Dating and Other Markets
So why do statists allow anarchy in dating, while demanding government intervention elsewhere?Partly, they believe that dating is too personal for government agents to get involved. And it is. One’s relationship with a significant other reflects unique and private aspects of one’s life, and is no business of the government. But this argument falls flat, because dating is not the only element of one’s life that is personal. So is a person’s job, where he or she pours time into learning what is necessary to create a product or service of value. Many people spend forty hours a week — almost one-quarter of one’s life — working. A career, just like a relationship, often reflects unique values and ideas and passions. It is every bit as personal as one’s dating life.
So, too, is a choice of one’s car personal. So are the illicit substances that some people choose to ingest. So is one’s decision to use types of medicine the FDA frowns on. If we accept that personal matters should not be regulated, than we must apply that lesson to most human behaviour.
Partly, statists believe that government regulations in the dating market would do more harm than good. And they would. But if laws against break-ups are so absurd, are laws against firing — against ending the formerly-mutually-beneficial financial relationship between two people — any less absurd? If laws dictating that you must date a man (or woman) of a certain government-approved calibre would be insulting, are laws dictating that you must work only for certain government-approved wages any less so? Both trample human agency and restrict our choices “for our own good.”

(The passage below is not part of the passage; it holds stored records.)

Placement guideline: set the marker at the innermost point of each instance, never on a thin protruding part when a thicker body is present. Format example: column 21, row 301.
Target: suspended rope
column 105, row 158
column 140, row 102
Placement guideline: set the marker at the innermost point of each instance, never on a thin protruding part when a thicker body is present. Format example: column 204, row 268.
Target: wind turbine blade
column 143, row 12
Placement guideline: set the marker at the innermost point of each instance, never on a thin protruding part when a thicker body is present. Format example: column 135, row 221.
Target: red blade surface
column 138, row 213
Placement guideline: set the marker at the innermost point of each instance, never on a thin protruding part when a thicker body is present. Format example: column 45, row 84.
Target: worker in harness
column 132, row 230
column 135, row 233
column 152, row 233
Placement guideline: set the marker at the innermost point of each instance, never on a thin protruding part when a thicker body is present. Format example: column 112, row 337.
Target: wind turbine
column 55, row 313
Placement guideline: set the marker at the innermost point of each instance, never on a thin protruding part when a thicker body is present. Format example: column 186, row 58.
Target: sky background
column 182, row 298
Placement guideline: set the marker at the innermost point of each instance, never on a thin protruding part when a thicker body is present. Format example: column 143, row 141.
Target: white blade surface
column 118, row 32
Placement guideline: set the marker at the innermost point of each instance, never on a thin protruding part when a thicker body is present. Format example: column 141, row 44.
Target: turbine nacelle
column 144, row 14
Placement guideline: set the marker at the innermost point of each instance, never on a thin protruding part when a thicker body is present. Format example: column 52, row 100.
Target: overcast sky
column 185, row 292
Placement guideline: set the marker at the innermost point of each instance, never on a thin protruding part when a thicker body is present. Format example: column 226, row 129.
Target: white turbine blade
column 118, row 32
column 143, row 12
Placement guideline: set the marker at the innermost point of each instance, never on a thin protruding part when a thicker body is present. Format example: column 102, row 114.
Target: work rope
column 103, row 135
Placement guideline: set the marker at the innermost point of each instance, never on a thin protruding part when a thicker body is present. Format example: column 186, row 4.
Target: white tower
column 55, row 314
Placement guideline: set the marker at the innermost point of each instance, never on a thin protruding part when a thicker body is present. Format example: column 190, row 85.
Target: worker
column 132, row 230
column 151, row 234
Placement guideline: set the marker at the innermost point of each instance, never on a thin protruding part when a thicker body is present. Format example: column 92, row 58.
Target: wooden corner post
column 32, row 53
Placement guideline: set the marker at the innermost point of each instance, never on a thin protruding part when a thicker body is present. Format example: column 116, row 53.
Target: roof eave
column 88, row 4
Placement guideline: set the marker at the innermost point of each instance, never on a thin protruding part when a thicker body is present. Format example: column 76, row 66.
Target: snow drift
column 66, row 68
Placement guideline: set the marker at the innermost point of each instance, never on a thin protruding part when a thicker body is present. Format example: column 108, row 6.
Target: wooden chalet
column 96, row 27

Inherently, we realize that government rules around dating would be absurd. We realize that government agents have no business forcing themselves into our private lives, and how their attempts to do so in the marriage market just make things worse. We realize how feeble the claim is that government needs to set up rules and regulations because private actors cannot do so. Isn’t it time we applied those realizations to other markets?